Timeless TCID50:多くのウイルスに対する1つの解決策
今月は、古い古典であるTissue Culture Infectious Dose50assay、またはTCID50をカバーします。 TCID50アッセイは、感染細胞の50%が細胞変性効果(CPE)を示す濃度を決定することにより、ウイルス力価を定量するために使用される。 目的のウイルスが細胞死を引き起こす限り、このアッセイは、ウイルス特異的抗体が利用できない場合にも安価で実施が容易であるという利点を有 実際、ウイルス自体に関する情報はほとんど必要とされておらず、新規および新興の病原体を研究するための重要なツールとなっています。

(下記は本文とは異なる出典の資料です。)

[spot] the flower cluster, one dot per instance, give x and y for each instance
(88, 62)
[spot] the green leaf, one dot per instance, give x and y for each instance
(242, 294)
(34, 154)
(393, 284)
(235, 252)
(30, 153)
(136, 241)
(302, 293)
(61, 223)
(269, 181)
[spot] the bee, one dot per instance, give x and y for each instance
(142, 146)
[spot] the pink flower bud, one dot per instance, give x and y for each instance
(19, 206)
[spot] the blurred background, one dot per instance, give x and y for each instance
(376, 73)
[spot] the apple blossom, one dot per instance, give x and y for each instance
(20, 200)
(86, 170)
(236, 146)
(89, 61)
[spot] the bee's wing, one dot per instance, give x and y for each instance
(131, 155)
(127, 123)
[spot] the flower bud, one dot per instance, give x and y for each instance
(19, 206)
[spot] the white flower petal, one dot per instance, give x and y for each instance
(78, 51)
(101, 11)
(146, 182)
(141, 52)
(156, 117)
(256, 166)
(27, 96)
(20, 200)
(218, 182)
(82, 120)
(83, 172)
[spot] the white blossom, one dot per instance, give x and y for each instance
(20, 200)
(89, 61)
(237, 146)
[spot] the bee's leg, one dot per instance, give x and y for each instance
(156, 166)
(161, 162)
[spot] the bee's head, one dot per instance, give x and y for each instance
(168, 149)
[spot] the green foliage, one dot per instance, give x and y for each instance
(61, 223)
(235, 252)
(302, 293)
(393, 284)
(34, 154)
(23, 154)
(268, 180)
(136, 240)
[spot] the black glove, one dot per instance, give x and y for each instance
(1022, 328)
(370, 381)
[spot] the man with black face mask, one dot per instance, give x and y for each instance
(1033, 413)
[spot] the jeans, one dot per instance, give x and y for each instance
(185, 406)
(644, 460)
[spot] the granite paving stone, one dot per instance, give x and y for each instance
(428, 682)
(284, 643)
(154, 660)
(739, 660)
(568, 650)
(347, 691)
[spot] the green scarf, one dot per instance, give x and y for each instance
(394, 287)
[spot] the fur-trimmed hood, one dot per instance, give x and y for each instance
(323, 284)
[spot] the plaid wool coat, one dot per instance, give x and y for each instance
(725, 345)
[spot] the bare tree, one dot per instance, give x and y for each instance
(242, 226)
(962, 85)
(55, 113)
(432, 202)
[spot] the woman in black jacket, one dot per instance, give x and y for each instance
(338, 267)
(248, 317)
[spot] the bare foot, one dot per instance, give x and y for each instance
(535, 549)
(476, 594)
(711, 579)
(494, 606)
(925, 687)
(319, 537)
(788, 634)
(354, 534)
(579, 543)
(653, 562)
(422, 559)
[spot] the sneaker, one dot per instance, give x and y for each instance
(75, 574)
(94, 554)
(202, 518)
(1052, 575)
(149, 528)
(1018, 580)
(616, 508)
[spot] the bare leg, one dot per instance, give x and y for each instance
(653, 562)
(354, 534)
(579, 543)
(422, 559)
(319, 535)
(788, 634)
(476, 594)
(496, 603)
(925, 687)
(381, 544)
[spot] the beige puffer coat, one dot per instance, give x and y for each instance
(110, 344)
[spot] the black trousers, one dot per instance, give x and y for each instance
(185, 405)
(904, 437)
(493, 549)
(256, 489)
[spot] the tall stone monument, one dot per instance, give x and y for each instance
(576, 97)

TCID50アッセイ:それが何であり、どのようにそれを使用するには
TCID50アッセイでは、ウイルスの連続希釈は、細胞の単層上に追加され、CPEが見ることがで この時点で、細胞に対する連続希釈の効果は、不連続的または連続的な方法のいずれかでスコア化することができる。 不連続な方法では、5 0%の細胞がCPEを示す単一希釈を使用して、元のストック中に存在するウイルスの量をほぼ定量する。 これは非常に簡単であり、さらなる分析を必要としません。 しかし、同じ希釈内で正確に区別することができないため、ある程度の不正確さも伴います。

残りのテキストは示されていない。